The PBC vice chairman read out the resolution wherein it was held that the “seniority principle should be adhered to in all appointments to the Supreme Court, now and in the future, in order to avoid arbitrariness and nepotism and the creation of bad blood and groupings within the judiciary”.

“As such it was resolved to vigorously oppose the nomination of Justice Muhammad Ali Mazhar, being 5th at the seniority list of judges of the Sindh High Court, to the apex Court.
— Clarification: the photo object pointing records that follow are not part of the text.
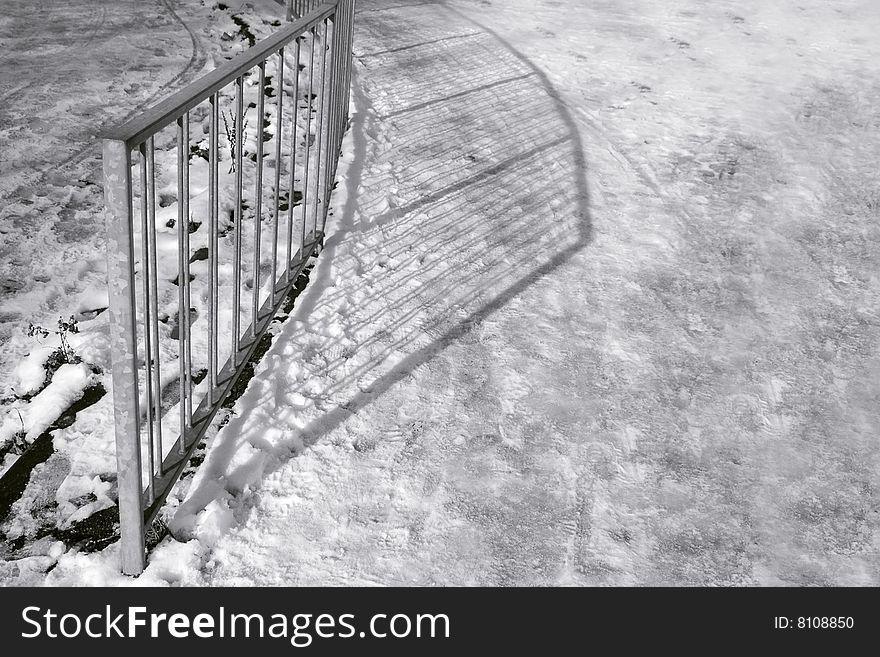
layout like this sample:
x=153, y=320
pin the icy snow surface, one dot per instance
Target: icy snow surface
x=599, y=305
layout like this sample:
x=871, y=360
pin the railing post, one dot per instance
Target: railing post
x=123, y=351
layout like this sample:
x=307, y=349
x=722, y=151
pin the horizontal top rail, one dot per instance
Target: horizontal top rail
x=139, y=129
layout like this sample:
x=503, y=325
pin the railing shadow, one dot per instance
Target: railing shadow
x=492, y=198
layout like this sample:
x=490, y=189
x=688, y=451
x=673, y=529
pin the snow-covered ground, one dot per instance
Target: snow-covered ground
x=600, y=305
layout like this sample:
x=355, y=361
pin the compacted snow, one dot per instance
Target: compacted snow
x=599, y=305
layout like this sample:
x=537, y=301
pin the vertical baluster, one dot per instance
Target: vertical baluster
x=330, y=161
x=319, y=131
x=122, y=288
x=237, y=221
x=305, y=203
x=213, y=245
x=148, y=334
x=183, y=319
x=258, y=199
x=154, y=301
x=279, y=115
x=293, y=131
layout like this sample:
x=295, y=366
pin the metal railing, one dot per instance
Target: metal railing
x=184, y=280
x=297, y=8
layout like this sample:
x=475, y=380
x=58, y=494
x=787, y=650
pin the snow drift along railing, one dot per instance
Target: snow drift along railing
x=177, y=311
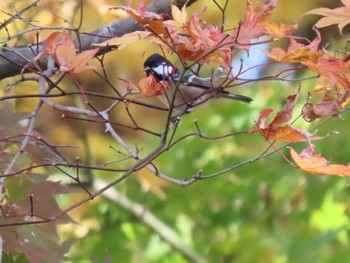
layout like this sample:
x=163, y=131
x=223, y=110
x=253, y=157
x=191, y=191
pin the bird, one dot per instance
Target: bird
x=192, y=89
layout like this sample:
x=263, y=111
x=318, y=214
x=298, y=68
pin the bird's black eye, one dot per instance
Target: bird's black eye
x=147, y=71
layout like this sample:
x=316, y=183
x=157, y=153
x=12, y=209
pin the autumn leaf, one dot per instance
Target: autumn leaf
x=275, y=130
x=50, y=46
x=144, y=17
x=179, y=16
x=316, y=164
x=335, y=69
x=296, y=52
x=328, y=106
x=257, y=22
x=125, y=40
x=339, y=16
x=68, y=60
x=149, y=86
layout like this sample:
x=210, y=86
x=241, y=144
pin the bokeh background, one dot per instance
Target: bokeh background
x=265, y=211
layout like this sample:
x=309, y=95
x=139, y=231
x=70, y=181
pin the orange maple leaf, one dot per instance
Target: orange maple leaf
x=339, y=16
x=328, y=106
x=335, y=69
x=68, y=60
x=316, y=164
x=275, y=130
x=149, y=86
x=296, y=52
x=144, y=17
x=257, y=22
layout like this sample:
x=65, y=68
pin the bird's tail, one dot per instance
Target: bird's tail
x=234, y=96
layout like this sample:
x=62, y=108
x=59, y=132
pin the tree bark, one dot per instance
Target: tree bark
x=13, y=59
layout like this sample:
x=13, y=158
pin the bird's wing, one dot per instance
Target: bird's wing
x=195, y=81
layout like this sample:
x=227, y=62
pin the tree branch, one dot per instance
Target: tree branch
x=13, y=59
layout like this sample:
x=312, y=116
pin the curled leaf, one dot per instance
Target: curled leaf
x=316, y=164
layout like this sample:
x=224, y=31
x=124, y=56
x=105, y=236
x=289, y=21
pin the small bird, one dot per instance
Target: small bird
x=192, y=90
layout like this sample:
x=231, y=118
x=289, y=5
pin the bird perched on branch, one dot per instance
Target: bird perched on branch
x=190, y=91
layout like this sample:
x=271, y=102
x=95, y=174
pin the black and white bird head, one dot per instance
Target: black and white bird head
x=159, y=67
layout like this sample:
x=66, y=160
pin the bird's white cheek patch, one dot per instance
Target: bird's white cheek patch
x=162, y=70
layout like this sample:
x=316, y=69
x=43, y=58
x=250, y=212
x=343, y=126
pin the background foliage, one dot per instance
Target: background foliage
x=266, y=211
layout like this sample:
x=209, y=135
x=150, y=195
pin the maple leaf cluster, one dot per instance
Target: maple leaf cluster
x=193, y=39
x=63, y=51
x=196, y=40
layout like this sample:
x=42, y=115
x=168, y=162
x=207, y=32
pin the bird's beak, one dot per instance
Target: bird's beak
x=147, y=71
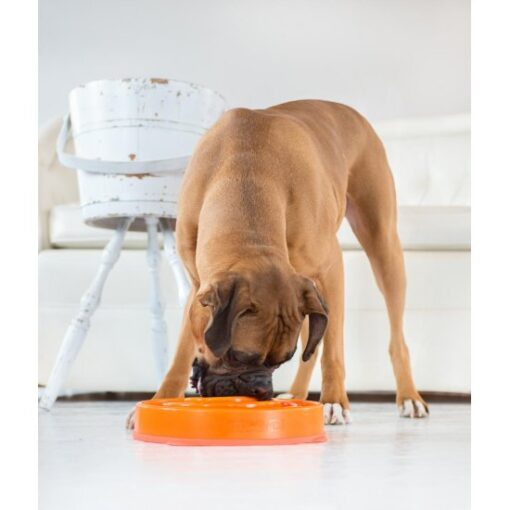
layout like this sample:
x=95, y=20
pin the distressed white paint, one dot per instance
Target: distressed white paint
x=183, y=286
x=77, y=330
x=158, y=325
x=133, y=138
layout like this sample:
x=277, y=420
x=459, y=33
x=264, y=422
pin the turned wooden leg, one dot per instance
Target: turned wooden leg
x=77, y=330
x=158, y=326
x=183, y=286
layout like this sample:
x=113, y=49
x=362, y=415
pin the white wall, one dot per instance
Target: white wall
x=387, y=58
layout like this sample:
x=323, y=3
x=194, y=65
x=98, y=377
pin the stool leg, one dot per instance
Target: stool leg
x=183, y=286
x=159, y=331
x=77, y=330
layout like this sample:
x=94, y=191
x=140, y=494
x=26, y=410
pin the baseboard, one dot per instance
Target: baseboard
x=364, y=396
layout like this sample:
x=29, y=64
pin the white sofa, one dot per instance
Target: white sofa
x=430, y=162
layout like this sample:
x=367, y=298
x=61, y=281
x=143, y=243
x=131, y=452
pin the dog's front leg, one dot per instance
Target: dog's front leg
x=333, y=394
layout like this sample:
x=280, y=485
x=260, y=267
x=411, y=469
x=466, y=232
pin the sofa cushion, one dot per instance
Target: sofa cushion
x=420, y=228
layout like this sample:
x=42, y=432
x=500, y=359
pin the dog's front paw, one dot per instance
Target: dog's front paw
x=130, y=420
x=413, y=408
x=335, y=414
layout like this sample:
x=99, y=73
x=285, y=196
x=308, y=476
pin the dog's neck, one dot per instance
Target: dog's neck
x=250, y=229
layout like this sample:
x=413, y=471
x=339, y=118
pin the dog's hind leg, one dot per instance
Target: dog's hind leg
x=371, y=212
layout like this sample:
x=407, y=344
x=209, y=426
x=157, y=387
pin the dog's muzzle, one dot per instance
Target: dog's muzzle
x=252, y=382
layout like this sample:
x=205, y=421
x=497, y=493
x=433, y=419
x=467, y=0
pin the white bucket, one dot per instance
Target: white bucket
x=133, y=139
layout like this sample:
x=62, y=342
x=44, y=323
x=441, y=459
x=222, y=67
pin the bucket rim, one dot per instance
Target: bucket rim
x=154, y=80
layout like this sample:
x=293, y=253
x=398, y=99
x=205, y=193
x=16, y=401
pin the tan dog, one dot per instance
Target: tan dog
x=261, y=203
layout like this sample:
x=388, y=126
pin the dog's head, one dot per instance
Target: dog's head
x=252, y=323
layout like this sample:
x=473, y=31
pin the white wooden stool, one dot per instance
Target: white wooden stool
x=124, y=132
x=78, y=329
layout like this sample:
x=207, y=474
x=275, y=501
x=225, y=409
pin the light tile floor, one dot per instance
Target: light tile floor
x=381, y=461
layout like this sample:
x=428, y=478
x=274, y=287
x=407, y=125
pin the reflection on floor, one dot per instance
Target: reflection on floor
x=88, y=461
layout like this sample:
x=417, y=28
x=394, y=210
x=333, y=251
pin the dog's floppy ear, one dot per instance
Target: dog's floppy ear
x=221, y=298
x=317, y=311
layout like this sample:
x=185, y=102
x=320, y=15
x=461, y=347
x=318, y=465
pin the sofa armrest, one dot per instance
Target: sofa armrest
x=57, y=184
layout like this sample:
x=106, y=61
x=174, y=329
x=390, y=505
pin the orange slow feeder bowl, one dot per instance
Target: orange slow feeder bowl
x=235, y=421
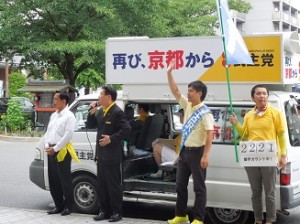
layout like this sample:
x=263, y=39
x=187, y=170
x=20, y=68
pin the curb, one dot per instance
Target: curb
x=19, y=138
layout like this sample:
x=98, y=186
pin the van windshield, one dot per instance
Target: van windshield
x=293, y=121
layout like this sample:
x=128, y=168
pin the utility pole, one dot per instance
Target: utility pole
x=6, y=78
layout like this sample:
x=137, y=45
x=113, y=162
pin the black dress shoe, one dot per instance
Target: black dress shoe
x=100, y=216
x=66, y=211
x=115, y=218
x=55, y=211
The meeting also opposed the appointment of ad-hoc judges to the Supreme Court,” the resolution read.

It was further resolved to address a letter and resolution to the parliamentary committee, requesting it to refuse the approval for nomination of Justice Mazhar on grounds of the violation of the seniority principle.

The PBC called for the JCP to urgently frame transparent and objective criteria for the appointment of judges to all courts and should consistently follow the same.
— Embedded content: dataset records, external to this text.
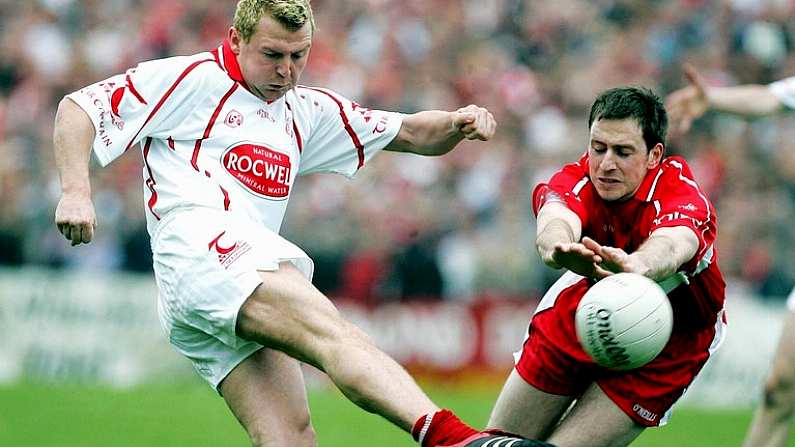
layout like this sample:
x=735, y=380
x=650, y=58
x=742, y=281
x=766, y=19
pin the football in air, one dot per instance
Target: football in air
x=624, y=321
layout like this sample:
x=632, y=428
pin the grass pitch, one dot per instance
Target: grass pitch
x=190, y=414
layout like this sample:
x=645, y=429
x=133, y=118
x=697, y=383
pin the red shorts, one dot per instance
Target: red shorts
x=553, y=361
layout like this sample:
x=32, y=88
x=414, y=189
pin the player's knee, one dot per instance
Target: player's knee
x=779, y=392
x=299, y=434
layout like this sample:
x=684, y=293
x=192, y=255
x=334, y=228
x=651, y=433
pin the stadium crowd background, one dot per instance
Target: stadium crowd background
x=459, y=226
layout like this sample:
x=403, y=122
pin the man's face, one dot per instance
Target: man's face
x=618, y=158
x=273, y=59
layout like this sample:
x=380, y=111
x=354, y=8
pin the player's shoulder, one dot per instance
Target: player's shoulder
x=191, y=67
x=675, y=165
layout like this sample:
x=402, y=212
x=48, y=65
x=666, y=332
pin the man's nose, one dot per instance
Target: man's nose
x=608, y=161
x=283, y=68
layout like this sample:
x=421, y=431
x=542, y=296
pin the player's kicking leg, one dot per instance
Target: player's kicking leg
x=287, y=313
x=267, y=395
x=773, y=418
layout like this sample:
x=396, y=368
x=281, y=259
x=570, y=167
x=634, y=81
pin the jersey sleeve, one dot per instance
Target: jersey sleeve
x=569, y=186
x=144, y=101
x=784, y=90
x=680, y=202
x=340, y=135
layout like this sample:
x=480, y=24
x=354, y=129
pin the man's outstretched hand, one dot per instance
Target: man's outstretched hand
x=75, y=218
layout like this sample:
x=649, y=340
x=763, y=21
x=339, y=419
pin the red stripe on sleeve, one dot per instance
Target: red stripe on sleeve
x=165, y=96
x=132, y=89
x=195, y=157
x=150, y=181
x=347, y=124
x=295, y=130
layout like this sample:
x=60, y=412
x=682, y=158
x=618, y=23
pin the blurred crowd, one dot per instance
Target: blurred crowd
x=459, y=226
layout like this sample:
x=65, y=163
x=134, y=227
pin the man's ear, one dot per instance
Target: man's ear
x=234, y=40
x=655, y=155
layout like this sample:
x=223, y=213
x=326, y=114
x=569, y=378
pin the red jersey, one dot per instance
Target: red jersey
x=667, y=197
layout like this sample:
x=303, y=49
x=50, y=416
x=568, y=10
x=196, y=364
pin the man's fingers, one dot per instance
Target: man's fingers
x=87, y=233
x=462, y=119
x=67, y=231
x=601, y=273
x=77, y=235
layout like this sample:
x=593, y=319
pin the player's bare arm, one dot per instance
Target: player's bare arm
x=557, y=240
x=689, y=103
x=72, y=139
x=436, y=132
x=662, y=254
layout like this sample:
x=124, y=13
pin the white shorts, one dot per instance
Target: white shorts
x=206, y=264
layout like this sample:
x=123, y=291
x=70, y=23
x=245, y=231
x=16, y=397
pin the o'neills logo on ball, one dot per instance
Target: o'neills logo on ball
x=262, y=170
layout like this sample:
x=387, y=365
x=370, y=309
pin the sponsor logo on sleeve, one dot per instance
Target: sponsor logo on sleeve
x=368, y=115
x=233, y=119
x=228, y=254
x=676, y=216
x=263, y=171
x=644, y=413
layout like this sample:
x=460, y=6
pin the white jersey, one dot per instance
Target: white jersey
x=207, y=141
x=784, y=90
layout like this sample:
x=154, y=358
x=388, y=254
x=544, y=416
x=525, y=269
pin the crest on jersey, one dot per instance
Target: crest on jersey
x=230, y=254
x=265, y=172
x=233, y=119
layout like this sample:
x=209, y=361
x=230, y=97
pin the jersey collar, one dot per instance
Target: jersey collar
x=647, y=187
x=227, y=60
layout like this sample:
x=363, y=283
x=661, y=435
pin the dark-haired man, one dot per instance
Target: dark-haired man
x=621, y=208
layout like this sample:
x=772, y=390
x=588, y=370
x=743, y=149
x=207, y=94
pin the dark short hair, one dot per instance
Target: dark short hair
x=633, y=102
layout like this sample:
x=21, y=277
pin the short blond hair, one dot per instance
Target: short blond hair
x=293, y=14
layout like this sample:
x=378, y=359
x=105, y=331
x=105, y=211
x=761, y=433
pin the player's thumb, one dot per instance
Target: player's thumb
x=461, y=119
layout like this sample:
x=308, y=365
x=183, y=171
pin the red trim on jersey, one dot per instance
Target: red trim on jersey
x=226, y=198
x=217, y=58
x=150, y=182
x=165, y=96
x=115, y=100
x=295, y=130
x=132, y=89
x=347, y=124
x=231, y=66
x=198, y=146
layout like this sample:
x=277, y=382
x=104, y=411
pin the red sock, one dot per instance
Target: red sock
x=440, y=428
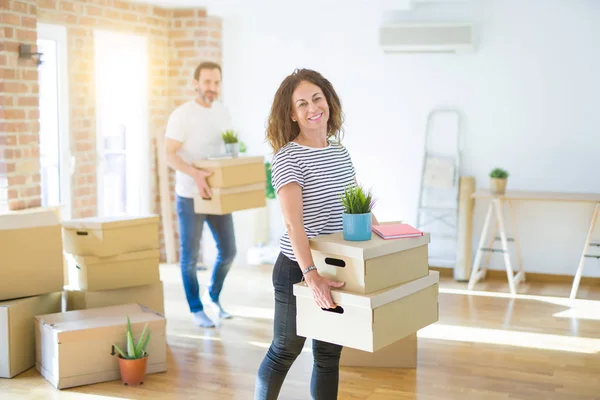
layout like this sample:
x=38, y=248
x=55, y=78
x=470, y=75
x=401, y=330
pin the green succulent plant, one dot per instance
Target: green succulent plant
x=135, y=350
x=499, y=173
x=357, y=200
x=230, y=136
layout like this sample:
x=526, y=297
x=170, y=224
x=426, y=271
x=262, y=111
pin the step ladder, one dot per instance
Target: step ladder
x=589, y=242
x=478, y=272
x=439, y=187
It was resolved to request parliament and all political parties to repeal the 19th Amendment to the Constitution, as it had shifted the balance among various stakeholders within the justice system and made the judiciary unaccountable.

The lawyers’ body resolved that bar associations and councils would not hold any reception or dinner in honour of Justice Mushir Alam, a JCP member, who is presently going to retire.

It was demanded that an urgent meeting of the JCP be convened to consider and adopt various proposed amendments suggested to its rules by its members representing different bar councils that have been pending for a long time.

The PBC further demanded that registrars for the Supreme Court and high courts should be appointed from among judicial employees and not from the civil service.

It was resolved that judges should neither be reappointed to any position after their retirement, nor should they be granted any extension in service as that compromises their judicial independence.

The PBC resolved that an “All Pakistan Lawyers Convention” of bar associations and councils would be held throughout the country.

The council, while approving the earlier decision of its legal education committee for amendments to the relevant rules, decided that the passing marks for the Law Graduates Assessment Test be reduced from 50% to 45%, while enhancing the maximum chances available to the law graduate from the existing three to five.

The council further approved a resolution, dated June 28 this year, taking serious notice of the acts of violence and use of abusive language by advocates against judges in the country.